No organisation can function the way it is supposed to when the 'job responsibilities' and 'job skills' of functions don't match the actual work they are doing. Government in most democracies are a case-in-point.

The prevalent understanding of e-governance only serves to perpetuate an absurd situation.

I'll explain.

In a democracy...

- Whose job eligibility is based almost solely on his / her ability to relate to the common-citizen? Ample people skills, oodles of personal charm and charisma are essential for success. Technical knowledge and academic qualification are, perhaps rightly, not critical factors.

- Whose key job responsibility is it, to deal with any issues that the common-citizen may have?

- Who is appointed directly by, and obliged to report directly to the common-citizen?

And now let us consider...

- Whose job eligibility is based almost solely on his / her technical knowledge and academic qualification? People skill is not a prerequisite. And thankfully, charisma is not a criterion for career advancement.

- Who is (technically) appointed by, and therefore obliged to report to the 'state apparatus' (or government)?

The popularly propagated myth is that the public is obliged to deal with the bureaucracy, which is actually in the service of the state (or government). And it is also taken for granted that elected representatives, whose sole responsibility is to serve the public, will be unavailable to the common-citizen after they are appointed.

E-governance will never work as long as it is meant only to enable public interaction with the bureaucracy.

E-governance may help improve efficiency of the government apparatus - but in it's current form, it does nothing for democracy. Nothing. Nil. Nada. Null. Naught. Zero. Zilch. Zip.

What are we to do with social media?

A very pertinent point-of-view by Clay Shirky. His concluding line says it all.

27 Jun 2010


What should a company do when its services are disrupted?
a.) Pretend nothing happened (it's temporary, maybe nobody'll notice)
b.) Hide under a rock (what if someone says something bad)
c.) Turn it into an occasion (see below)

Grooveshark.com started a live feed of the mayhem at their office till they were back online! And they called it groovesharkisdown!

Watch live video from groovesharkisdown on Justin.tv

23 Jun 2010

What's going on on the Internet?

This is taken from a lecture before the Harvard Natural History Society by William James on Great Men and their Environment. It was published in October 1880.

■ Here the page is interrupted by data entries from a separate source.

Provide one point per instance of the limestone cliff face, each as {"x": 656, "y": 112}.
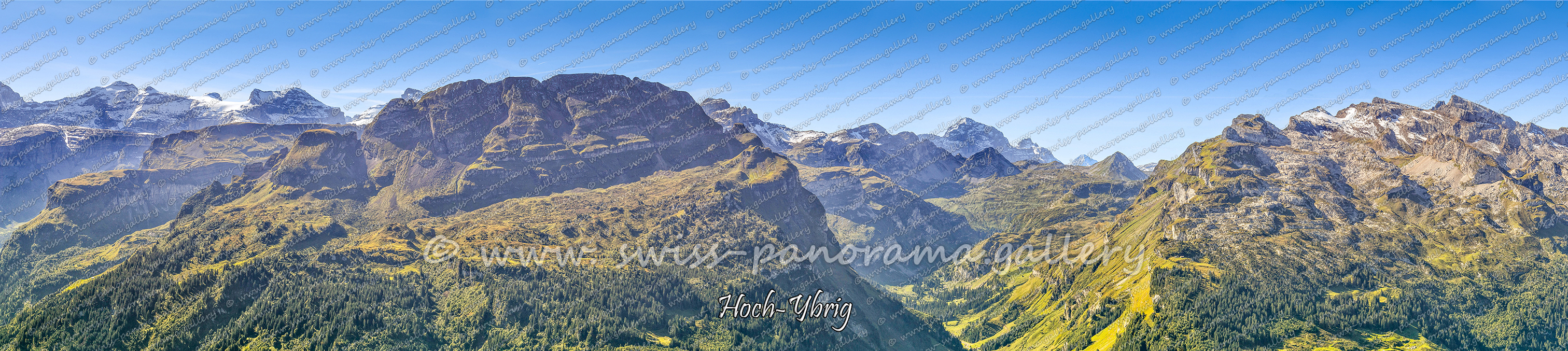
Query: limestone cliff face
{"x": 988, "y": 163}
{"x": 472, "y": 143}
{"x": 1379, "y": 204}
{"x": 34, "y": 157}
{"x": 230, "y": 143}
{"x": 145, "y": 110}
{"x": 576, "y": 160}
{"x": 320, "y": 159}
{"x": 1120, "y": 168}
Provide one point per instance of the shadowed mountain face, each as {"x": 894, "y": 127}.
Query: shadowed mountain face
{"x": 1120, "y": 168}
{"x": 34, "y": 157}
{"x": 93, "y": 221}
{"x": 1380, "y": 224}
{"x": 330, "y": 232}
{"x": 471, "y": 145}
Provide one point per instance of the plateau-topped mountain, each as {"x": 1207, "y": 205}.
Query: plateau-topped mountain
{"x": 1382, "y": 226}
{"x": 968, "y": 137}
{"x": 34, "y": 157}
{"x": 330, "y": 238}
{"x": 146, "y": 110}
{"x": 110, "y": 214}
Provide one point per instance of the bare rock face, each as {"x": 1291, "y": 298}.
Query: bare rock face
{"x": 145, "y": 110}
{"x": 523, "y": 137}
{"x": 34, "y": 157}
{"x": 1083, "y": 160}
{"x": 1328, "y": 176}
{"x": 1120, "y": 168}
{"x": 987, "y": 163}
{"x": 908, "y": 160}
{"x": 772, "y": 135}
{"x": 1255, "y": 129}
{"x": 322, "y": 159}
{"x": 365, "y": 118}
{"x": 968, "y": 137}
{"x": 230, "y": 143}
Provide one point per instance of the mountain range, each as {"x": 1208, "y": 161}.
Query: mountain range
{"x": 1379, "y": 226}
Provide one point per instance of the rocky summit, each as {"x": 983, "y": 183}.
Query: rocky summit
{"x": 1380, "y": 226}
{"x": 145, "y": 110}
{"x": 612, "y": 168}
{"x": 968, "y": 137}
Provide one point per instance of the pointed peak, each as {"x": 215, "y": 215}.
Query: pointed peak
{"x": 1083, "y": 160}
{"x": 1120, "y": 168}
{"x": 413, "y": 94}
{"x": 1117, "y": 157}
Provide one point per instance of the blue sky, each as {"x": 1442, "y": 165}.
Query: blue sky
{"x": 1076, "y": 77}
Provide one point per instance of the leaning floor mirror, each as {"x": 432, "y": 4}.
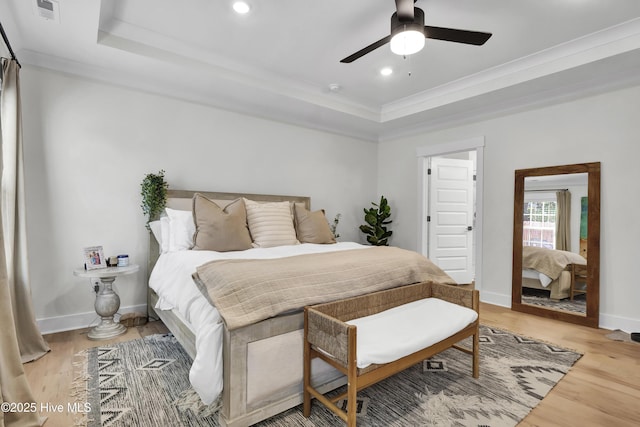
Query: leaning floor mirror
{"x": 556, "y": 242}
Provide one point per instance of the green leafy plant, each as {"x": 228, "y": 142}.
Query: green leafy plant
{"x": 376, "y": 219}
{"x": 154, "y": 195}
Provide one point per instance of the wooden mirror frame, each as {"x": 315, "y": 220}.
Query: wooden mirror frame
{"x": 593, "y": 244}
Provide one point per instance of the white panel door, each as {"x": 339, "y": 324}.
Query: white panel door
{"x": 451, "y": 217}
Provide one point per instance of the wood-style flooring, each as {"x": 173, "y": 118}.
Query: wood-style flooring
{"x": 602, "y": 388}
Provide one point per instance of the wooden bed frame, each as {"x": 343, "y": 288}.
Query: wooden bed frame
{"x": 237, "y": 407}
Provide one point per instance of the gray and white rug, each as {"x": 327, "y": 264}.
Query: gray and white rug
{"x": 145, "y": 383}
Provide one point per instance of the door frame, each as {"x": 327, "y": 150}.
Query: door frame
{"x": 423, "y": 153}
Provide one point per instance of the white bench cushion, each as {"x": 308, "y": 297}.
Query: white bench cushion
{"x": 392, "y": 334}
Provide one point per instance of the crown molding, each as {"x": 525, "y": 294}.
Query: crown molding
{"x": 606, "y": 43}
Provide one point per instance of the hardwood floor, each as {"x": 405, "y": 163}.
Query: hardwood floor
{"x": 602, "y": 388}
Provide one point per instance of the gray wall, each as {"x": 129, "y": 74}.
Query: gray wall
{"x": 88, "y": 146}
{"x": 602, "y": 128}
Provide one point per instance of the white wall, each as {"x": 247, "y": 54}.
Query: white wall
{"x": 88, "y": 146}
{"x": 601, "y": 128}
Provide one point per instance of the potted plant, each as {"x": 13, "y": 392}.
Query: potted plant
{"x": 154, "y": 195}
{"x": 376, "y": 219}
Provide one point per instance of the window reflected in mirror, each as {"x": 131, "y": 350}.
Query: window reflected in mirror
{"x": 552, "y": 275}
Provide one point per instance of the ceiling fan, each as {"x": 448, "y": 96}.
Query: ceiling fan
{"x": 408, "y": 33}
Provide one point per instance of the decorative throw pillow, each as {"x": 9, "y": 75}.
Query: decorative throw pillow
{"x": 218, "y": 229}
{"x": 312, "y": 227}
{"x": 270, "y": 223}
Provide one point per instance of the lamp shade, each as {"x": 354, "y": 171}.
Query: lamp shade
{"x": 407, "y": 35}
{"x": 407, "y": 42}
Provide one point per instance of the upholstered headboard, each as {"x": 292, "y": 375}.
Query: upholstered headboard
{"x": 183, "y": 199}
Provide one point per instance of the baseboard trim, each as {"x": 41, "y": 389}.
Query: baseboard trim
{"x": 606, "y": 321}
{"x": 494, "y": 298}
{"x": 612, "y": 322}
{"x": 50, "y": 325}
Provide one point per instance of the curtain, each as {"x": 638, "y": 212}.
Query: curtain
{"x": 20, "y": 339}
{"x": 563, "y": 220}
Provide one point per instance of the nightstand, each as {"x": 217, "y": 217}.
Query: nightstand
{"x": 107, "y": 301}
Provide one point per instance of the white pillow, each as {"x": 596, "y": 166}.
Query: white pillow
{"x": 156, "y": 229}
{"x": 270, "y": 224}
{"x": 181, "y": 229}
{"x": 165, "y": 231}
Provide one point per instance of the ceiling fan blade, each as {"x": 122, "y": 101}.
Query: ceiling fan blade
{"x": 366, "y": 50}
{"x": 459, "y": 36}
{"x": 405, "y": 9}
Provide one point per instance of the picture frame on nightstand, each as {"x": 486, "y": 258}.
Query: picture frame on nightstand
{"x": 94, "y": 258}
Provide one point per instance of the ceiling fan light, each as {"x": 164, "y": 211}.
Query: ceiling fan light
{"x": 407, "y": 42}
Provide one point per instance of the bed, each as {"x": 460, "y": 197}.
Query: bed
{"x": 256, "y": 373}
{"x": 553, "y": 270}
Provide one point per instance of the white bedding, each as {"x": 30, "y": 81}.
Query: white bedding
{"x": 533, "y": 274}
{"x": 171, "y": 280}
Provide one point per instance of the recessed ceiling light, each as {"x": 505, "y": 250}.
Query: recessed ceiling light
{"x": 241, "y": 7}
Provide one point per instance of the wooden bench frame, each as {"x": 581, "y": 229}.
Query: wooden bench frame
{"x": 328, "y": 337}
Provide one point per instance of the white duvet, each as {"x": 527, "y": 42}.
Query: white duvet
{"x": 171, "y": 280}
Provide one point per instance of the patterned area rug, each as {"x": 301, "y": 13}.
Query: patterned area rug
{"x": 145, "y": 383}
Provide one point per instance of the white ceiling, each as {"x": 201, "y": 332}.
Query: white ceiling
{"x": 279, "y": 60}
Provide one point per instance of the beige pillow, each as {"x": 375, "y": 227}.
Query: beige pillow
{"x": 312, "y": 227}
{"x": 220, "y": 229}
{"x": 270, "y": 223}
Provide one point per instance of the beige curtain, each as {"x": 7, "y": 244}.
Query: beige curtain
{"x": 563, "y": 220}
{"x": 18, "y": 331}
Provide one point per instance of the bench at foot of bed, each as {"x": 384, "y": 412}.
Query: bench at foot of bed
{"x": 371, "y": 337}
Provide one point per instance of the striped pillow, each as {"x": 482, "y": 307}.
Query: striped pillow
{"x": 270, "y": 224}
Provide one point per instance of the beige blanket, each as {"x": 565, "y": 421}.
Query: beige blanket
{"x": 549, "y": 261}
{"x": 248, "y": 291}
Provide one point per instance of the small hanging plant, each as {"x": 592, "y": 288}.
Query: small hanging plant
{"x": 376, "y": 219}
{"x": 154, "y": 195}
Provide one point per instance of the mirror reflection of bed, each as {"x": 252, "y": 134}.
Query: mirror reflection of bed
{"x": 556, "y": 242}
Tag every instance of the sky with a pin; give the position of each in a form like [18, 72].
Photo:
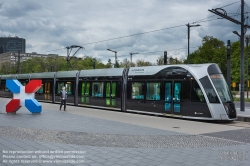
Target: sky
[49, 26]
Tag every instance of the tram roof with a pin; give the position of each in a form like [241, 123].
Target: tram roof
[66, 74]
[102, 72]
[197, 69]
[43, 75]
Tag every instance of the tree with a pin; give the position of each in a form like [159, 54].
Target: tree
[211, 51]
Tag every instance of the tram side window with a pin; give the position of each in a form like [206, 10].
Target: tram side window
[68, 88]
[212, 97]
[97, 89]
[137, 90]
[153, 91]
[40, 90]
[59, 87]
[196, 93]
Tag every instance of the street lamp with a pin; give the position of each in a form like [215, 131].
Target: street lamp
[247, 41]
[131, 57]
[188, 25]
[242, 82]
[115, 57]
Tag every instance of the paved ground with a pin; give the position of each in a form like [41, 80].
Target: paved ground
[82, 136]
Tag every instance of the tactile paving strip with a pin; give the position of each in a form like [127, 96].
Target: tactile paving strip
[115, 140]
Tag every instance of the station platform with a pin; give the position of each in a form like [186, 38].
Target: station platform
[94, 137]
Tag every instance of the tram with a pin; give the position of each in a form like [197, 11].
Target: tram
[195, 91]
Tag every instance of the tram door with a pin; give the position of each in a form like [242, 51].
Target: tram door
[85, 92]
[47, 91]
[110, 97]
[173, 91]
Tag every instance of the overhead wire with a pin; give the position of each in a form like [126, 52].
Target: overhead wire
[121, 37]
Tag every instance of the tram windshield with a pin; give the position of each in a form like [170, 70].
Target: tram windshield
[221, 87]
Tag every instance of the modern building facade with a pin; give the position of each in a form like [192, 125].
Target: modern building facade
[13, 56]
[12, 44]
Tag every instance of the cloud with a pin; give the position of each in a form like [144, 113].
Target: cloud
[50, 25]
[19, 9]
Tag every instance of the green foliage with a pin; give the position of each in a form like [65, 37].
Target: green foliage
[211, 51]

"The community may evolve in many ways. The accidental presence of this or that ferment decides in which way it shall evolve. Why, the very birds of the forest, the parrot, the mino, have the power of human speech, but never develop it of themselves; some one must be there to teach them. So with us individuals. Rembrandt must teach us to enjoy the struggle of light with darkness, Wagner to enjoy peculiar musical effects; Dickens gives a twist to our sentimentality, Artemus Ward to our humor; Emerson kindles a new moral light within us.

But it is like Columbus's egg. "All can raise the flowers now, for all have got the seed." But if this be true of individuals in the community, how can it be false of the community as a whole? If shown a certain way, a community may take it; if not, it will never find it. And the ways are to a large extent indeterminate in advance. A nation may obey either of many alternative impulses given by different men of genius, and still live and be prosperous, just as a man may enter either of many businesses. Only, the prosperities may differ in their type."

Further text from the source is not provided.